ESET has documented over 100 EDR Killer tools used in real attacks. These aim to disable or interfere with endpoint detection and response programs before deploying ransomware. Some exploit signed, vulnerable drivers, enabling high-privilege operations without building custom components.
At the same time, a smaller proportion of victims pay the ransom. While encouraging, this metric is incomplete—many organizations recover using backups or negotiate privately without disclosing incidents. Others pay ransom to avoid public disclosure of stolen data.
This evolution underscores the need to strengthen defenses beyond installed tools. Organizations should enable phishing-resistant multifactor authentication, network segmentation, isolated backups, privilege controls, behavioral monitoring, and clear incident response plans. Employee training should also evolve, moving away from relying on spelling errors or poor translations as red flags.

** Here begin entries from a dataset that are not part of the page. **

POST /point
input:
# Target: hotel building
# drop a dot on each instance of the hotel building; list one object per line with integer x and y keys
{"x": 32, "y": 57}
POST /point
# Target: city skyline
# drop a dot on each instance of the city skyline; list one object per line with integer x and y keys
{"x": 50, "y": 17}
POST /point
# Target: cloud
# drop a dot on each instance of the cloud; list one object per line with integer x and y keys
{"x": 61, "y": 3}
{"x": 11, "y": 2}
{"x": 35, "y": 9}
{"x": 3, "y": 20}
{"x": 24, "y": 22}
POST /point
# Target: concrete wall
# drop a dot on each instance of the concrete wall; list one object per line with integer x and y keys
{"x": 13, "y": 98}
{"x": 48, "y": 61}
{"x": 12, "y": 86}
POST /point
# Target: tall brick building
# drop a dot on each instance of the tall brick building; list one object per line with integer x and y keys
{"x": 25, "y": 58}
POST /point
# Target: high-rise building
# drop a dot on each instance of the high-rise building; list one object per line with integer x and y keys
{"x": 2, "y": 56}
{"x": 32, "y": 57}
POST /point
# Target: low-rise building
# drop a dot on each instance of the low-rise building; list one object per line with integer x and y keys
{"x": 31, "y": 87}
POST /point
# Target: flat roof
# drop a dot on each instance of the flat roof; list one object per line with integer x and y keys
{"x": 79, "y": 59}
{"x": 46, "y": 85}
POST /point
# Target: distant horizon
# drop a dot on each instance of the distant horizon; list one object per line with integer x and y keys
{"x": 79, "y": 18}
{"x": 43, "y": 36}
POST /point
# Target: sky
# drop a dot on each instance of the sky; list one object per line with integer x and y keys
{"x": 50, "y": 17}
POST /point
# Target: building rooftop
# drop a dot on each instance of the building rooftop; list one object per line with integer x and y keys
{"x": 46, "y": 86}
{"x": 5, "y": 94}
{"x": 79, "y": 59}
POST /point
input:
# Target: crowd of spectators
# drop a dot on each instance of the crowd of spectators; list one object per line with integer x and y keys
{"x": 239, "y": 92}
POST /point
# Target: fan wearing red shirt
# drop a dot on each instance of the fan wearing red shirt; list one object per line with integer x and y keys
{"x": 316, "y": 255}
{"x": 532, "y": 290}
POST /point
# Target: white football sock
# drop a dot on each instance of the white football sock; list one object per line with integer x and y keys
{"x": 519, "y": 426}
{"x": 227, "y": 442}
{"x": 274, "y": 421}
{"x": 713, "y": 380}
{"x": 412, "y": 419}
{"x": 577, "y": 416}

AI allows creating more variants and making them more convincing, but it doesn’t make attackers invincible. It also helps defenders classify alerts, identify patterns, and reduce response times. Ultimately, success depends on how well organizations integrate technology into solid processes. Having an AI solution is not enough if shared credentials, unsegmented networks, or accessible backups from compromised systems remain.
FAQs
Is Spain the third country in the world with the most cyberattacks?
The figure refers to detections in ESET’s telemetry from December 2025 to May 2026. Spain accounted for 7.43% of the total recorded by the company, but this does not represent all incidents worldwide.
Does AI now create malware autonomously?
Tools exist to assist in generating or modifying code, and cases like PromptSpy involve querying a model during operation. However, most operations still require planning, infrastructure, and human decisions.
What are malicious capabilities for AI agents?
They are modules that extend an agent’s functions but can include code or instructions aimed at stealing data, installing backdoors, modifying systems, or leveraging agent permissions.
How can organizations reduce this risk?
Limit permissions, review AI modules before deployment, protect credentials, segment networks, maintain isolated backups, and require human confirmation for sensitive or irreversible actions.